Por que choramos ao ler determinadas passagens de um livro ou ao assistir cenas de alguns filmes? Ou mais especificamente, por que a emoção por vezes vem-nos aos olhos e derrama-se em certos momentos que deixam os demais leitores ou espectadores impassíveis?
Percebo-me a chorar durante a projeção de As chaves de casa, filme sobre Paolo, um jovem com deficiências físicas e psicológicas provocadas por complicações durante o seu parto, a que se seguiu a morte da mãe e a rejeição do pai. Na cena que me provocou lágrimas, a personagem Nadine, cuja filha tem problemas ainda mais sérios do que os do rapaz, diz ao pai de Paolo, atarantado ante as dificuldades de enfim assumir o filho: faltou “respiração humana” junto ao berço do menino recém-nascido.

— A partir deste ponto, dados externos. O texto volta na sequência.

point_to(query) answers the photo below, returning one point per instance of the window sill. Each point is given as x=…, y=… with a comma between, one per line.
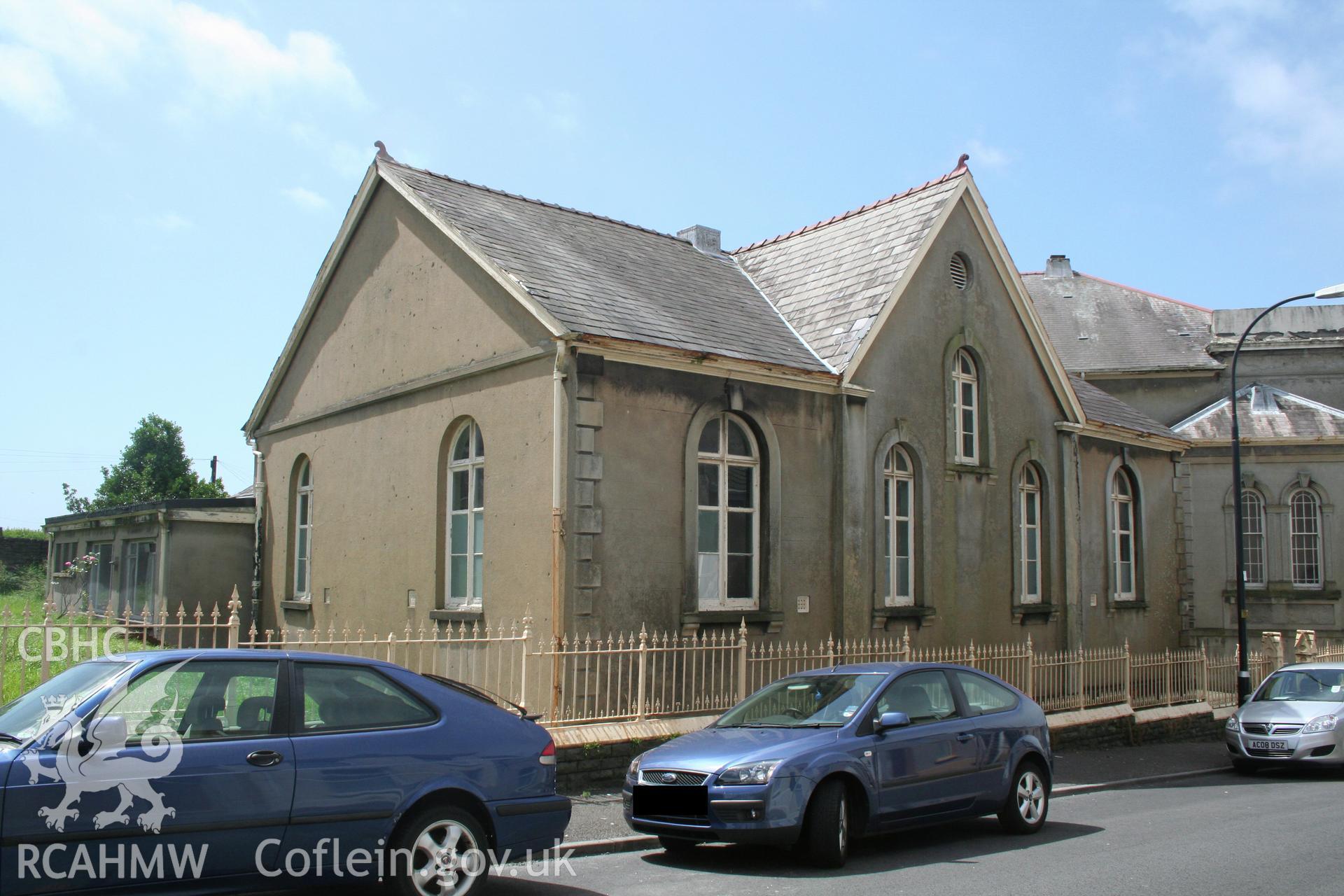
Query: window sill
x=956, y=469
x=883, y=617
x=771, y=621
x=465, y=614
x=1028, y=613
x=1280, y=593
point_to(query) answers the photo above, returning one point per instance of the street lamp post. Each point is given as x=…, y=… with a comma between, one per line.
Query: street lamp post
x=1243, y=675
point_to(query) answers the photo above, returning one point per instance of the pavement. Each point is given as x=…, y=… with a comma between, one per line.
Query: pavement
x=598, y=825
x=1206, y=833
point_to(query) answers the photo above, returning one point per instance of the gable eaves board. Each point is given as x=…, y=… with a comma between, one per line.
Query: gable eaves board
x=473, y=251
x=906, y=277
x=324, y=273
x=1012, y=281
x=1023, y=304
x=358, y=206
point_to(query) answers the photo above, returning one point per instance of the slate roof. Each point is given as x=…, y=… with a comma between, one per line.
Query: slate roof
x=831, y=279
x=603, y=277
x=1098, y=326
x=1105, y=409
x=1265, y=413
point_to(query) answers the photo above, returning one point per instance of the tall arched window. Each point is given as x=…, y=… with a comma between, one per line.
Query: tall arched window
x=467, y=517
x=965, y=383
x=1124, y=536
x=304, y=532
x=727, y=524
x=1306, y=539
x=1028, y=533
x=898, y=586
x=1253, y=538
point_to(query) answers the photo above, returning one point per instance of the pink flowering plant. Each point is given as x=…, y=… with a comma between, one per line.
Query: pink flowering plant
x=77, y=571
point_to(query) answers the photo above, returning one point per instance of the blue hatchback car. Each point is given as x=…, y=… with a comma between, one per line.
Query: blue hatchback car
x=197, y=771
x=822, y=757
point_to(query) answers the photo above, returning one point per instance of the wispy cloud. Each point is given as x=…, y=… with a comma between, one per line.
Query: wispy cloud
x=169, y=220
x=343, y=158
x=29, y=86
x=217, y=61
x=304, y=198
x=556, y=109
x=1281, y=106
x=986, y=156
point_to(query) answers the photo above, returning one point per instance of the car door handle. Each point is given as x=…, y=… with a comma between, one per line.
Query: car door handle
x=265, y=758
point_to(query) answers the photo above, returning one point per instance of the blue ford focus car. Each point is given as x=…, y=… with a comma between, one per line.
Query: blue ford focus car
x=819, y=758
x=200, y=771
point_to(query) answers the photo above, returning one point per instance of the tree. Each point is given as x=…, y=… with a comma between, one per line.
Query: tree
x=152, y=468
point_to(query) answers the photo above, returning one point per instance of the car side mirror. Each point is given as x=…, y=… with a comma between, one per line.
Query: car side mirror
x=892, y=720
x=108, y=731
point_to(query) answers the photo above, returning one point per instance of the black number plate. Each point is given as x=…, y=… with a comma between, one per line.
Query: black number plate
x=671, y=801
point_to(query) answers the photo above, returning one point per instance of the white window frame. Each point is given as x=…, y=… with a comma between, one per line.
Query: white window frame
x=898, y=594
x=965, y=372
x=1306, y=547
x=1028, y=498
x=472, y=516
x=722, y=460
x=1124, y=498
x=304, y=532
x=1253, y=539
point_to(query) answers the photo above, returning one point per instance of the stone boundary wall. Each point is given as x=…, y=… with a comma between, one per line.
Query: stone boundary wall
x=598, y=764
x=17, y=554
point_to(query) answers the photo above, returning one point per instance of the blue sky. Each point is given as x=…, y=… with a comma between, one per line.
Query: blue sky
x=176, y=171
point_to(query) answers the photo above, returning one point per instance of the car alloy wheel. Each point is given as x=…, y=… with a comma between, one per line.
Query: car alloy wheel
x=1031, y=797
x=1025, y=809
x=447, y=859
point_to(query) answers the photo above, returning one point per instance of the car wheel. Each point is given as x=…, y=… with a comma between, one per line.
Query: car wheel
x=447, y=853
x=678, y=846
x=1028, y=801
x=825, y=828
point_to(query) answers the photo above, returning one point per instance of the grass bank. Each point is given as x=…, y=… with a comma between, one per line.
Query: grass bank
x=22, y=609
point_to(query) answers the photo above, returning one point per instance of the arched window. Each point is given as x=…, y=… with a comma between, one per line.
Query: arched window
x=304, y=532
x=1124, y=536
x=1028, y=533
x=727, y=524
x=467, y=517
x=1253, y=538
x=965, y=383
x=898, y=522
x=1306, y=539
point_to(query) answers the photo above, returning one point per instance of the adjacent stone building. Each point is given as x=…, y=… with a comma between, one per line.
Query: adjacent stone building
x=1171, y=360
x=155, y=558
x=493, y=406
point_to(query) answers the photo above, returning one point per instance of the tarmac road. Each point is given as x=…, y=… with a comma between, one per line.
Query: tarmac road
x=1266, y=836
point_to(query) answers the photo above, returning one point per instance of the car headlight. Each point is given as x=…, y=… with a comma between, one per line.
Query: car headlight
x=1319, y=724
x=752, y=773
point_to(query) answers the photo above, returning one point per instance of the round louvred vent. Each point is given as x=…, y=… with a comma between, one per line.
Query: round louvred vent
x=960, y=270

Esta afirmação punge-me intensamente. Ela toca-me porque nela descubro parte da minha história e que talvez nem com anos de Psicanálise pudesse aflorar. Narrativas familiares contam que minha mãe, numa época e numa região de extrema escassez, a ponto de meu pai precisar emigrar, viu-se sozinha, às voltas com o papel de maternar duas crianças pequenas – a minha irmã, de menos de dois anos de idade, e eu, recém-nascida e gravemente doente –, e acumulando ainda a função de provedora do lar. De manhã cedo até ao anoitecer, trabalhava como jornaleira (mulher-a-dias) no campo, semelhante à bóia-fria do Brasil. E, sem tempo para choro ou lamentações, ia secando as lágrimas e suportando como podia as saudades do marido distante e a dureza da vida.
Para que não percebêssemos a sua longa ausência, ela mantinha o nosso aposento o máximo possível no escuro, assim julgaríamos que era noite e dormiríamos mais. Se acordávamos e chorávamos, não havia ninguém ali para ouvir e acudir. Para nós, e em especial para mim, praticamente só havia a noite e quase nenhum colo. Nesse tempo não havia fraldas de papel, alimentação infantil industrializada nem outros recursos semelhantes. E se houvesse, ela não teria condições de adquirir. A alimentação das filhas pequenas só podia ser dada muito cedo, antes de ela sair para a lavoura, e muito tarde, quando regressava, extremamente exausta e faminta, e ainda tendo que cuidar da nossa higiene e da rotina doméstica.
Na fase do berço, minha irmã, primeira filha do casal, nascida quando nosso pai e nossa mãe iniciavam o casamento e o sonho de uma vida familiar com menos pobreza, conseguiu pegar um pouco do colo e do convívio com os dois. Quando começou a andar, ia com o meu pai para os trabalhos do campo. Admirava-se com o regato de água que irrigava os campos de milho – “ai tanta água!”, aprendeu a dizer ao nosso pai, que achava graça do espanto da menina - e distraía-se tentando pegar maçãs meio apodrecidas que caíam no caminho. Quando eu nasci, a situação de penúria aumentou, e meu pai tomou a difícil decisão de deixar a família e a terra natal, em busca de um futuro melhor para nós.
Só conheci meu pai aos quatro anos de idade, quando a família finalmente se reencontrou. Faltou-me no berço “respiração humana”, não por morte de mãe ou abandono de pai, mas por contingências da vida madrasta, que nos abandonou a todos. Entender isso conforta. Mas a quase total ausência do sopro que acalenta o bebê é uma lacuna que não poderá ser preenchida. Permanece como falta, ainda que sem culpas. E as marcas da longa noite da infância ainda permanecem, em forma de hipersensibilidade a qualquer tipo de luz: só no mais pleno escuro consigo adormecer.